HTML5 does databases


The HTML5* specification has been cooking for a while and lately the amount of buzz around it has been growing at full speed. Just search for #HTML5 in twitter and you’ll see what I mean. After even a quick look at it, it becomes evident that the next version of HTML aims to go much further into the application space than earlier ones. Not only there is a lot of highly expected presentation features such as <video> and <canvas>, but also several APIs to do things that applications do, from background work (with Web Workers) to direct communication (with Web Sockets) to offline support (with the App Cache) and databases (with Web SQL Database and/or Indexed Database API).


I’ve always been attracted to things that bring data and the Web together. So a while back when I first saw browsers and databases in the same spec I had to get involved. There is a bunch of us at Microsoft interested in HTML5 from different angles, and we have now good momentum to explore this space. So now I’m spending a good chunk of time on the database aspects of HTML5, the API, the developer story, etc.


(btw – no, I haven’t given up on Astoria or OData, I’m still plenty busy with that…but hey, how bad could be it to add a whole subject area to the work schedule 🙂 )


Current state of things


There are currently two proposals for databases in the browser: Web SQL Database and Indexed Database API.


Web SQL Database was the first to appear. It consists of a relatively small Javascript API that allows developers to execute SQL statements. You do most things through SQL, including schema management, querying, updates, etc. While the spec doesn’t (or didn’t for a while) specifically say anything about the actual dialect of SQL to be used, in practice early implementations used SQLite, and thus directly exposed the SQLite SQL dialect and other details specific to it.


The second and more recent proposal is now called Indexed Database API (was WebSimpleDB) and it exposes an API in terms of ordered tables of Javascript objects. You get or put Javascript objects and use a key to identify and order them. For database people, this is basically an ISAM API with Javascript objects as the record format. You can create indexes to speed up lookups or scans in particular orders. Other than that there is no schema (any clonable Javascript object will do) and no query language.
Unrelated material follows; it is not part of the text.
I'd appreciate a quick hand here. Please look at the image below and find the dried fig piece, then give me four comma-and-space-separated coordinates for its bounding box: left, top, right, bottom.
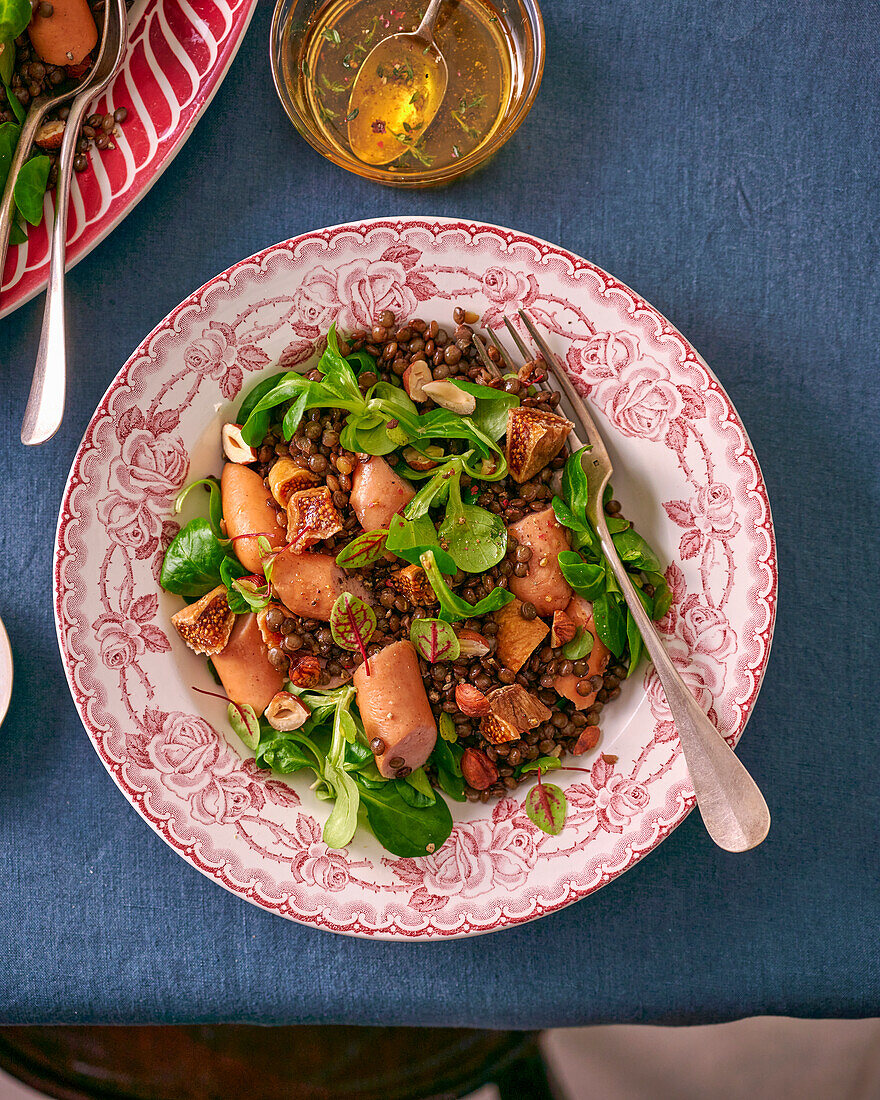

The “right” level of abstraction


Of course there are “sides” for this debate about the right database API. I’ll just be upfront and take mine: I like the indexed database API better. I have two main motivations for this:


Interoperability: this thing is going to be part of HTML and has to be implementable by multiple browser vendors and still be fully interoperable. Implementing multiple SQL databases and making them fully interoperable is extremely challenging. You would have to line up not only the SQL syntax, but also catalog names, type semantics, execution behavior and perhaps even isolation model and optimization strategies if you wanted really, really similar behavior across browsers. Of course most of this is already described in specifications such as SQL-92 (or SQL:1999, or any of the newer ones); however, databases often don’t follow all of it for various (good or not) reasons. The ISAM-style API imposes substantially simpler requirements on the underlying implementation, making it a good candidate for independent, interoperable implementations.


Diversity: if you look at what folks out there have done with Javascript toolkits, it’s pretty amazing. From jQuery to Dojo, they’ve created different abstractions over the base browser APIs, providing diversity of choice for developers writing Web applications. A simple and low level API enables this. Folks can write libraries that provide whatever abstraction they see fit. This includes anything from simple shims to full query support, in whatever language you think it’s right to do it in the browser. With a low level API that’s consistent across all browsers, and all the fancy abstractions built on top in Javascript, the goal of portability becomes clearly reachable.


The guiding principle can be summarized as: build into the standard only the things that you cannot build on top (there are a few exceptions for very common idioms, of course; those are, well…exceptions).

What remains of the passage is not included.